Before you face the final boss, you are given a choice to go back and collect the remainder of the items throughout the eight different areas of the game. Collecting 100% of items in each area will unlock a Chozo memories page on the main menu, which dives into the lore behind planet SR388 and their involvement with the Metroids.
After beating the game once, you unlock Hard mode, which causes Samus to deal 50% less damage, but enemies deal 50% more damage on her. Given how difficult Normal mode already is, this is truly a feat that I can only take my hat off to anyone who manages to complete it. Additionally, there is a hidden Fusion mode that has Samus seen in her Fusion suit, and has her take even more damage. Ideally this should be unlocked after beating Hard mode, but alas this mode is not accessible without using the specific Amiibo’s, which has unfortunately become unreasonably expensive to attain in the second-hand market.
Samus Returns brings an experience that makes it an easy recommendation over playing the original game. Samus controls much more fluidly here and packs new mechanics and abilities that ultimately lead to a much more engaging experience.

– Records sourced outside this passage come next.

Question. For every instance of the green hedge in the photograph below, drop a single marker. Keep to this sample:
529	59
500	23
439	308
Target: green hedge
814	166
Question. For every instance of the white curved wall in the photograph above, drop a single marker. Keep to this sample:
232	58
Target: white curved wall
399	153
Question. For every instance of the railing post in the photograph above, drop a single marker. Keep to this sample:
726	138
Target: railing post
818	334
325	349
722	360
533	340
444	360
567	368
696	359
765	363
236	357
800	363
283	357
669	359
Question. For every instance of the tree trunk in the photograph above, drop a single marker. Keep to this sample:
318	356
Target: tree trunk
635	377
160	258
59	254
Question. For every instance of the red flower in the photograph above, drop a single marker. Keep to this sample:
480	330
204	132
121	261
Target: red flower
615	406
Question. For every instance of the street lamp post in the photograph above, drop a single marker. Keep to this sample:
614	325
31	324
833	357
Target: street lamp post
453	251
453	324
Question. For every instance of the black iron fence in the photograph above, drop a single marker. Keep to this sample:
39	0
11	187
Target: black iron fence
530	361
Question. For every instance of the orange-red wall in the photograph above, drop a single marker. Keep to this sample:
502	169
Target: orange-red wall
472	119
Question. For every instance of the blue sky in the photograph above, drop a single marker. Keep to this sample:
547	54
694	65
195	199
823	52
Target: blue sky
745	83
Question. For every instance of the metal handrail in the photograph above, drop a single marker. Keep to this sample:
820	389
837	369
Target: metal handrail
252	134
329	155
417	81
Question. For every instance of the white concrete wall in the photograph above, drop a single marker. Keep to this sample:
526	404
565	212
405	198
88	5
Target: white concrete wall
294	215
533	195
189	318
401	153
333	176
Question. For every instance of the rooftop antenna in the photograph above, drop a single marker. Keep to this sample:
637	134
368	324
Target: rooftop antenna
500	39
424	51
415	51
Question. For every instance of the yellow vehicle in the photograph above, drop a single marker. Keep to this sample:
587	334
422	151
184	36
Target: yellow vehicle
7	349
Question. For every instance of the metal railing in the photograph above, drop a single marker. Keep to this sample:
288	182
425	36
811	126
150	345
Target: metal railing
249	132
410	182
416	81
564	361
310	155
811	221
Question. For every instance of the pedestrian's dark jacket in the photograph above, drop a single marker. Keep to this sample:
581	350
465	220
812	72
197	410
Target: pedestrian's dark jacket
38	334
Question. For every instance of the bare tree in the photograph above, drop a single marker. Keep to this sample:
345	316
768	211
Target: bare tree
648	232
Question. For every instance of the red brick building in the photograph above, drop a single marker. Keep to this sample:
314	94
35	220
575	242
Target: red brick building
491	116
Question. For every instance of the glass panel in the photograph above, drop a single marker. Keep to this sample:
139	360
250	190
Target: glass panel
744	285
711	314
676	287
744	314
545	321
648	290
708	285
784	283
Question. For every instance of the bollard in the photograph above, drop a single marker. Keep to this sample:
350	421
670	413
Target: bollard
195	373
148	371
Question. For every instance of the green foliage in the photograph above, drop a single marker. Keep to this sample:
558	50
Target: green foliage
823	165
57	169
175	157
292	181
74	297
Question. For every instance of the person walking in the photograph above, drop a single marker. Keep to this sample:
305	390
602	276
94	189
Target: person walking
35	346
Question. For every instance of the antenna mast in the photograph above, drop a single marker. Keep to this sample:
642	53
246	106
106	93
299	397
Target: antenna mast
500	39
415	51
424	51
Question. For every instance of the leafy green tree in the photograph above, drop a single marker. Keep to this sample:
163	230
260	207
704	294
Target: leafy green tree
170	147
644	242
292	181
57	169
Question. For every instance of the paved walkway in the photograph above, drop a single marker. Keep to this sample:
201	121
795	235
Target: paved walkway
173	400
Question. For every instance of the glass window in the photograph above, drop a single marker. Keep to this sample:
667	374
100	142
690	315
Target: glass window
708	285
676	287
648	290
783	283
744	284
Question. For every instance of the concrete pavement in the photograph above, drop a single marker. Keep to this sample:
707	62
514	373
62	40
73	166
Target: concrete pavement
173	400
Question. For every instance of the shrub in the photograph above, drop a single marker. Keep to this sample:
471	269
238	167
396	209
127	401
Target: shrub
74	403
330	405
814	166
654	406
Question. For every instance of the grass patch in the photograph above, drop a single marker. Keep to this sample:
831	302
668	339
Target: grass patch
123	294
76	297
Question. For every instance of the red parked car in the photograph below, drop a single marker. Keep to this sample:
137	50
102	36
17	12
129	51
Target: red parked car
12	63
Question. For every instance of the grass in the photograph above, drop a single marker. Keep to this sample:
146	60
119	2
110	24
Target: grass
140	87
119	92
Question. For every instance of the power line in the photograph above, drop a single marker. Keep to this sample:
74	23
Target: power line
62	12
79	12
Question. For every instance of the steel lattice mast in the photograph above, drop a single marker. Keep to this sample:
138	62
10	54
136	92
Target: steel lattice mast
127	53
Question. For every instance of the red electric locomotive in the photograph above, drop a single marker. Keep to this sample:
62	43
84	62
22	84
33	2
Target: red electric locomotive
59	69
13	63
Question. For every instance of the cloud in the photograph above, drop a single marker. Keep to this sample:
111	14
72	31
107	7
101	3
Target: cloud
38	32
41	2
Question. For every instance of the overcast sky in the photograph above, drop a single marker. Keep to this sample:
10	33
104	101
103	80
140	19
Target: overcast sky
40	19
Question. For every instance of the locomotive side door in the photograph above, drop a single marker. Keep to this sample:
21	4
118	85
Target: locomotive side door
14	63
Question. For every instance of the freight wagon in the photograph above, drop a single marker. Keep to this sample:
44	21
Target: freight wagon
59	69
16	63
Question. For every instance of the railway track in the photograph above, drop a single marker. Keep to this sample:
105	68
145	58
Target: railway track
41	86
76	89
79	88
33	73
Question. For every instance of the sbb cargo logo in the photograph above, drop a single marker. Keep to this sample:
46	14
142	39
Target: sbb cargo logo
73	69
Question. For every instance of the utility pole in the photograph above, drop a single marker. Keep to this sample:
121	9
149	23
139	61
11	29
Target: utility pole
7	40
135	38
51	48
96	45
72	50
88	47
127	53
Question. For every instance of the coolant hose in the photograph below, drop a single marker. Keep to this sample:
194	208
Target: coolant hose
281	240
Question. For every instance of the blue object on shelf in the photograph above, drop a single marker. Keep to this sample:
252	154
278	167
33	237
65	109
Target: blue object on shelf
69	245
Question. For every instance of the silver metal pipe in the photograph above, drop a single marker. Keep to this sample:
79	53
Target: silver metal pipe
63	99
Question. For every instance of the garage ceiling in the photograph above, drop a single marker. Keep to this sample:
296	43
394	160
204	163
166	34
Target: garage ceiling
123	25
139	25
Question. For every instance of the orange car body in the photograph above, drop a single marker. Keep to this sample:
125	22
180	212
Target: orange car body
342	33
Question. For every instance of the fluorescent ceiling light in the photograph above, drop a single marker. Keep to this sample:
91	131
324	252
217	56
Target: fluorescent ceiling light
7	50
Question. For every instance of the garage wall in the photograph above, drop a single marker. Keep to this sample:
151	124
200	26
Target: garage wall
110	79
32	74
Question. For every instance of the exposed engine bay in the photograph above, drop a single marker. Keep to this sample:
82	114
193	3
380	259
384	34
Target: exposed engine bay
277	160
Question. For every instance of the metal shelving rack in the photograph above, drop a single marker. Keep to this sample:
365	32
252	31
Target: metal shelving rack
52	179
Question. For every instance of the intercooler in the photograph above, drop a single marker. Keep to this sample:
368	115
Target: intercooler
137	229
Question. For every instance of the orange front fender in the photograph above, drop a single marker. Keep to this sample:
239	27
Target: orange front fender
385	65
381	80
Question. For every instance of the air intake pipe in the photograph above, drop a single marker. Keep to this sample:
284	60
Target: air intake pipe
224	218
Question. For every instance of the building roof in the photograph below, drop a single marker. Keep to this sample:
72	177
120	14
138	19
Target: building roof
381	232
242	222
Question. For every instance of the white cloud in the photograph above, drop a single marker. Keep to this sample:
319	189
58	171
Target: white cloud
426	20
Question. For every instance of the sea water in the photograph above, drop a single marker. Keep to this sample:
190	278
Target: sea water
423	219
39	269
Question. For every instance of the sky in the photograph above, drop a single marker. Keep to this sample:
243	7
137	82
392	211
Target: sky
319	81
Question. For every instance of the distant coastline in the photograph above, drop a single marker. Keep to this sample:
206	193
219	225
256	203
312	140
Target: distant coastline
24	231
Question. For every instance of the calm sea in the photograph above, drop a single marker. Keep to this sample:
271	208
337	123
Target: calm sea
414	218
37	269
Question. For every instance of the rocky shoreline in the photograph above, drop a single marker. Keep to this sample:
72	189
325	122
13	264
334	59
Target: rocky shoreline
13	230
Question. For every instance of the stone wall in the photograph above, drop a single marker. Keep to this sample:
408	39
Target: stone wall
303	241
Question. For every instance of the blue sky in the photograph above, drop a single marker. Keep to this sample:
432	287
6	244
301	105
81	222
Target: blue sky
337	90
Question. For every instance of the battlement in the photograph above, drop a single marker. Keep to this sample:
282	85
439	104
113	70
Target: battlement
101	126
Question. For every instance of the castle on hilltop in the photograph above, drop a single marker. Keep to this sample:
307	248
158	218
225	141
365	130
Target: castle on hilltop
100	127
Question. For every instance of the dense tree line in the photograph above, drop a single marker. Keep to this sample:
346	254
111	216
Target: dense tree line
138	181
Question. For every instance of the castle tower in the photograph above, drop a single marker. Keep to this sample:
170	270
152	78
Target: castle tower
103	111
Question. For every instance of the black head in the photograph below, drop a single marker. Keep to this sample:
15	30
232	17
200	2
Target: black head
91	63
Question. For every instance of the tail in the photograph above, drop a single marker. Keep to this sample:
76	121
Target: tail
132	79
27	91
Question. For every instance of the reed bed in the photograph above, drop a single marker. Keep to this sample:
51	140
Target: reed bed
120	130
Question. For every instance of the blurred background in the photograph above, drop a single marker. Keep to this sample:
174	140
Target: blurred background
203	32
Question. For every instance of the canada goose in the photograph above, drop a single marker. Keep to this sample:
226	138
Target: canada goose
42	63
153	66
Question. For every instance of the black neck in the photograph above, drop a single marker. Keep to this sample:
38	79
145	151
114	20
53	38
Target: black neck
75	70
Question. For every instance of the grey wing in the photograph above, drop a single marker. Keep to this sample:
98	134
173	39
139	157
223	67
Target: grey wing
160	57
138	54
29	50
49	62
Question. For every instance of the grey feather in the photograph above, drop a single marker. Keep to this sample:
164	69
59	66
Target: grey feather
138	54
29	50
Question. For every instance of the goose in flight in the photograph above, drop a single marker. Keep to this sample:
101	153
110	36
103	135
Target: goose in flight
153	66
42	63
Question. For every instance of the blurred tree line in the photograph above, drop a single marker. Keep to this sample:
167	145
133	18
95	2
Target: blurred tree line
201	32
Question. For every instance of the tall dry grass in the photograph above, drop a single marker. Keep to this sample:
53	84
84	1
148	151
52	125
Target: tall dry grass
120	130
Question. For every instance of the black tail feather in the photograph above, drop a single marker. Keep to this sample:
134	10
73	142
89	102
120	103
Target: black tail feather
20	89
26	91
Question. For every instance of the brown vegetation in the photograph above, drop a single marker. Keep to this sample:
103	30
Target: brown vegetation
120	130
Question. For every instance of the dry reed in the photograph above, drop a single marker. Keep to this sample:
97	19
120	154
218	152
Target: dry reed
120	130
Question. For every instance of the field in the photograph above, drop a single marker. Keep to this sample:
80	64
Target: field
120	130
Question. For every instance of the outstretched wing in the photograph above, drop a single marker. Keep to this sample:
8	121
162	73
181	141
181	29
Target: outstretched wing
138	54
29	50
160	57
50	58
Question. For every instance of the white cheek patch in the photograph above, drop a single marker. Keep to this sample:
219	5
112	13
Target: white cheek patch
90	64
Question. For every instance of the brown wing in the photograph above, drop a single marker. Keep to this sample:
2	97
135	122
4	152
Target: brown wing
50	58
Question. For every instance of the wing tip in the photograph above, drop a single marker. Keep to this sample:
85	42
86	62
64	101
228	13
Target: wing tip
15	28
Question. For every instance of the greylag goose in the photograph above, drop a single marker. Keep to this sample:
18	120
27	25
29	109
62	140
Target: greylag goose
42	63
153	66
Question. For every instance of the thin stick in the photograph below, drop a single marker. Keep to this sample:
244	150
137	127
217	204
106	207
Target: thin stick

Evaluating this game on its own however, there are some glaring oversights, such as the excessive and lack of variety of Metroid forms can feel rather monotonous over time, and all the bosses being clumped together near the end of the game creates an out-of-nowhere difficulty spike that can seem daunting to unsuspecting players.
The overall pacing can feel quite sluggish due to how often you need to stop and survey your surroundings. At first, if you try rushing around without knowing where enemies will pop up, you’ll definitely die a lot.
The majority of my time was spent enjoying the game for the most part. Despite facing some technical difficulties near the end-game, I can positively say I recommend it, but it is not for the faint of heart.
At the time of writing, getting a hold of this game is no longer commercially available anymore as a direct consequence of the Nintendo 3DS eShop closing its doors to new purchases. There are many offers going for second-hand copies online however, most aren’t cheap.
Hopefully Nintendo considers releasing a port, potentially remastering it with further QoL improvements by removing the Amiibo exclusive content functionality, as well as adding an Easy option for wider accessibility would be the best-case scenario.